ADmiro el independentismo. No porque comparta sus ideas –me dan náuseas -, sino por el tesón con que las defienden. Además las están imponiendo sin prisas excesivas. Como son falsas saben que las tienen que inocular con lobotomía escolar y, como eso lleva tiempo, van paso a paso pero sin cejar en el empeño.Empezaron en los ochenta del XX, so pretexto de liberar el idioma catalán del yugo impuesto por el franquismo. En cuarenta años han logrado que en la escuela catalana se hable hoy menos español que catalán se habló durante la dictadura. Muchos de estos activistas son hijos de andaluces, que como conversos al nacionalismo, tienen que demostrar ser más catalanistas que los catalanes. Algo vomitivo y contranatural.

El independentismo ha ido transitando su discurso del deseo a la reivindicación, de ahí al descaro, y de éste a la sinvergonzonería. De defender la butifarra, la sardana o los castillos de saltimbanquis han pasado a proclamarse nación independiente. Si algo español les interesa lo adornan con una terminación catalanista y 'ajuir'. Así, Juan Sebastián Elcano es, en realidad, Joan Caçinera del Canós; Hernán Cortés es Ferran Cortès; Miguel de Cervantes no es más que Joan Miquel Servent y Gonzalo Fernández de Córdoba el almirante Joan Ramon Folc de Cardona. Para que esto sea posible el bipartidismo español lleva años en posición ‘genupectoral’, en la que el independentismo juega de Dante y el bipartidismo de Petrarca.

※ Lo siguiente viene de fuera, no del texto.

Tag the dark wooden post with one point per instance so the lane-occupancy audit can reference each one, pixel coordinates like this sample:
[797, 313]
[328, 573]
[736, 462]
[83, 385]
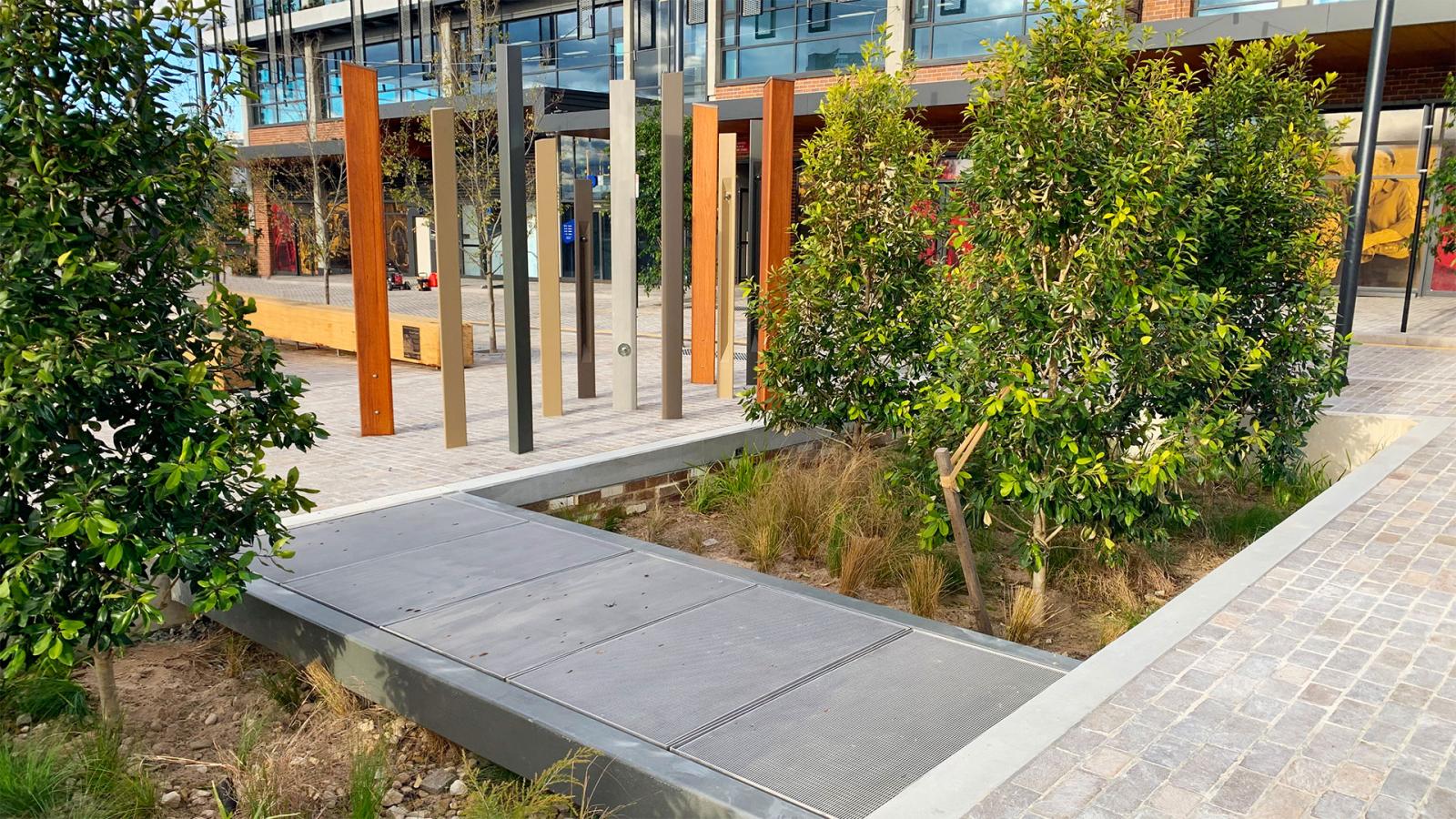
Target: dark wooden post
[582, 210]
[510, 111]
[366, 187]
[775, 198]
[672, 89]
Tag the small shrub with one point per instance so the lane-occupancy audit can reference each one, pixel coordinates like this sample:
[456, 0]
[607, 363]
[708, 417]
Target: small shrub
[725, 482]
[863, 560]
[511, 797]
[369, 782]
[44, 698]
[286, 688]
[1026, 615]
[329, 691]
[924, 583]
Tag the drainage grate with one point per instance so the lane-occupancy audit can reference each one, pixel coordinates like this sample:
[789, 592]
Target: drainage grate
[519, 629]
[395, 588]
[331, 544]
[851, 739]
[679, 675]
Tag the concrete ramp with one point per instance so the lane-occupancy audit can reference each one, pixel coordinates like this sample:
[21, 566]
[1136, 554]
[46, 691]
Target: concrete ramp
[710, 690]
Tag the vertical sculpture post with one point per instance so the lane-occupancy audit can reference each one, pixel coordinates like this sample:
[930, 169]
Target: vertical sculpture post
[672, 89]
[511, 133]
[448, 266]
[727, 256]
[775, 197]
[622, 102]
[366, 187]
[548, 268]
[705, 239]
[582, 208]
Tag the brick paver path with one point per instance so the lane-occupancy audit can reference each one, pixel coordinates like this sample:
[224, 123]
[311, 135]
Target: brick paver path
[347, 468]
[1322, 690]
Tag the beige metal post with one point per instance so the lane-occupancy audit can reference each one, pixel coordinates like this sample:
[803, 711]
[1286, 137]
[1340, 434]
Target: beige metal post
[548, 268]
[727, 256]
[448, 266]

Por eso los admiro, porque tienen un plan y lo están llevando a cabo. España no tiene plan pero, si alguna vez lo tuviera, debiera aplicar con la misma poca vergüenza la receta butifarrera y afirmar que este embutido es en realidad la 'butijarra' de Algodonales, ancestral morcilla blanca de matanza conservada en jarra de orza. Y el arquitecto Gaudí un pobre charnego granadino de Guadix.